The precedence of operators defines the order
in which the operators in an expression are evaluated.
We know this from real life as `2 + 3 * 4 = 2 + (3 * 4) = 14`

which is not equal to `(2 + 3) * 4 = 20`

.

I added a parenthesis to emphasize the order of operations.

Programming languages have rules about operator precedence as well. Each language defines its own operator precedence rules, (e.g.: C, Go, Rust) which is great because each language is unique and follows its own goals. It's also terrible because when you switch between languages you never quite know what the exact rules are.

Let's look at an example to see why operator precedence can be confusing.

```
x = 1 << 2 * 3 + 4
```

What is the value of x? By applying the operator precedence rules for each language we can figure it out.

```
// C
x = 1 << ((2 * 3) + 4) = 1024
// Go
x = ((1 << 2) * 3) + 4 = 16
// Rust
x = 1 << ((2 * 3) + 4) = 1024
```

I added a parenthesis to emphasize the order of operations.
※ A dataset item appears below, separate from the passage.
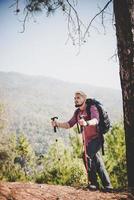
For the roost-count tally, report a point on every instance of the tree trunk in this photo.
(124, 22)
All languages agree that multiplication should come before addition. But Rust and C give bit-shifts lower precedence than addition, while Go treats it the same as multiplication and evaluates from left to right.

I find this confusing.
Sure, it is probably intuitive
what the order of operations in a simple expression `2 * 3 + 4`

is.
But that is only because we have PEMDAS
or a variation of it ingrained in our brains.
Keeping in mind rules about operator precedence makes a programming language more complex,
for readers, writers
and for those writing the parser for the programming language itself.

Why not get rid of the cases where operator precedence introduces ambiguity?
A compiler could reject `2 * 3 + 4`

because it might not be clear to everybody
what the order of operations would be.
Only expressions like `(2 * 3) + 4`

would be accepted.
This is more verbose, but it reduces any ambiguity.
A language doing this would save itself the trouble
of defining and implementing an operator precedence table.
It would be simpler to implement and understand.